As stated above, when the user presses the trigger 3 slightly at the first stage or heavily at the second stage, the main bar 4 will be moved backward at a different distance to bias the rear retaining block 5 and the front retaining block 6 at a different biasing angle, driving the bolt 1 to carry the link 7 forward in or without moving the rear retaining block 5 forward. Thus, when the hammer 2 is returned, it will be forced into engagement with the rear retaining block 5 and the front retaining block 6 at a different condition to achieve a single shot firing action or multi-shot firing action without any other switching operation.

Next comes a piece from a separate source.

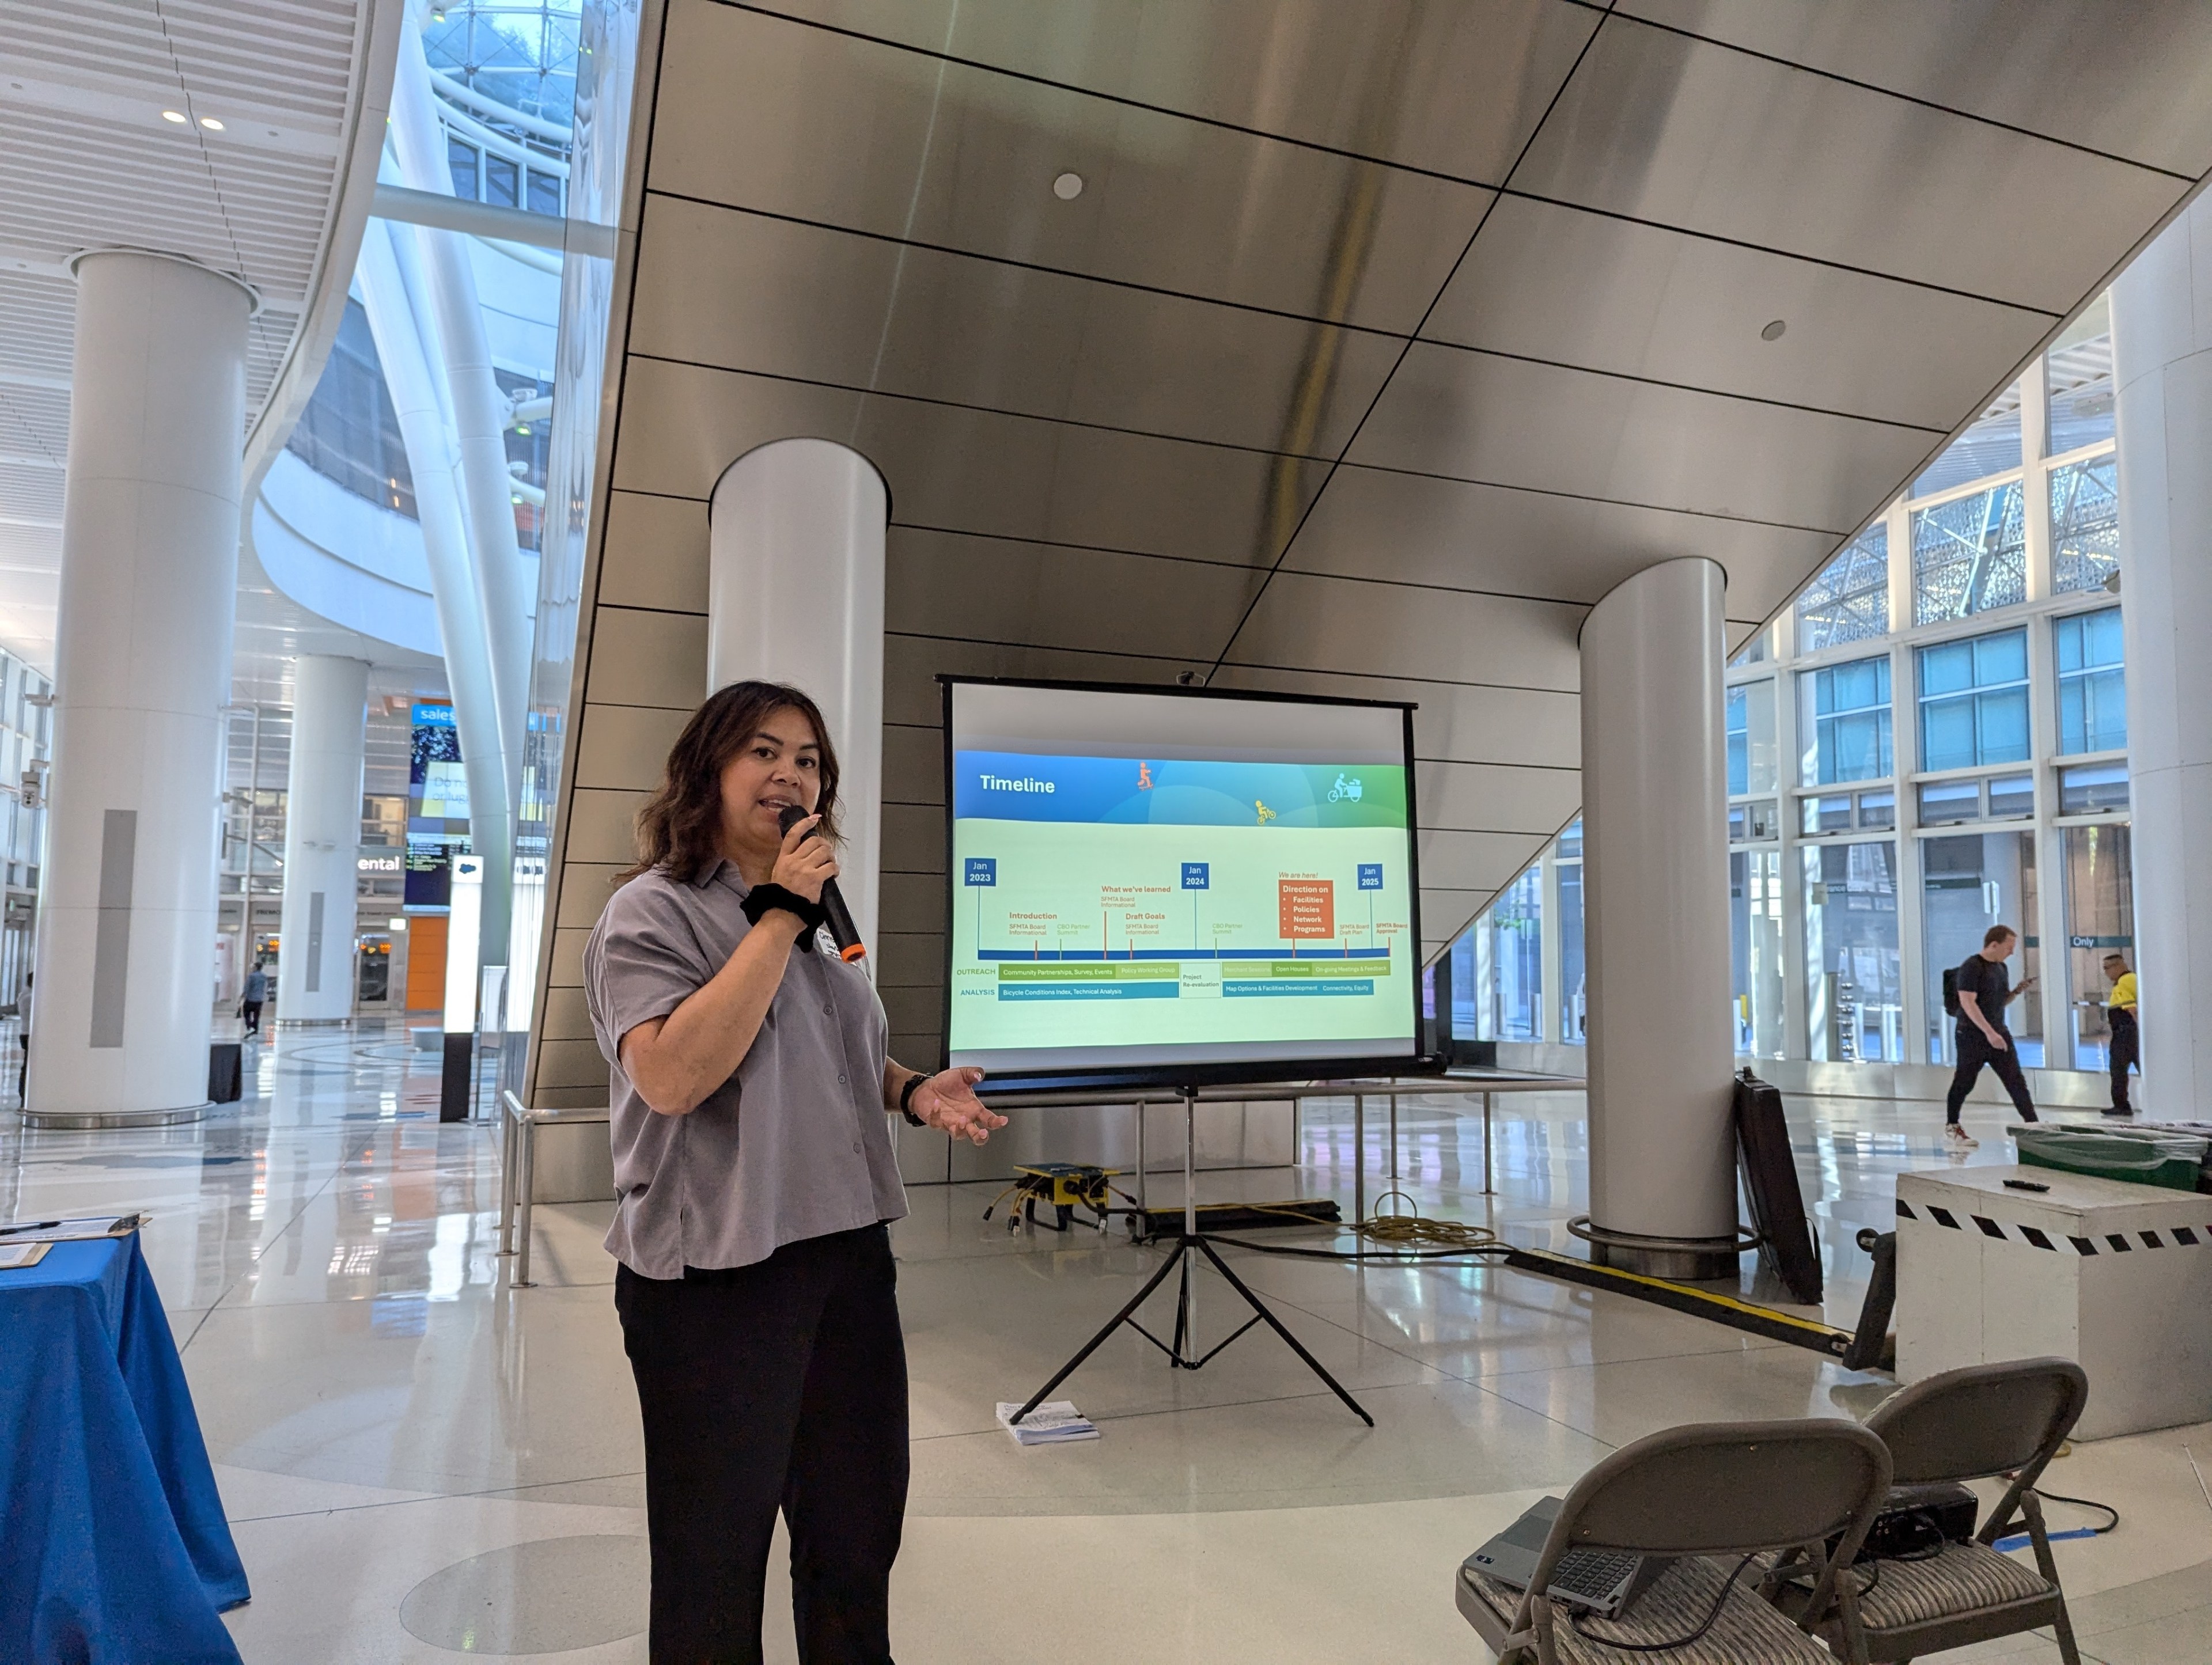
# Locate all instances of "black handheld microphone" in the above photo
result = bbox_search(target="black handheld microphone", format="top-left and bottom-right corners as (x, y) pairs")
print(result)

Thus, the invention facilitates firearm firing operation and eliminates the operation drawbacks of conventional designs, and the value of the firearm constructed in accordance with the present invention is greatly enhanced.
Although a particular embodiment of the invention has been described in detail for purposes of illustration, various modifications and enhancements may be made without departing from the spirit and scope of the invention. Accordingly, the invention is not to be limited except as by the appended claims.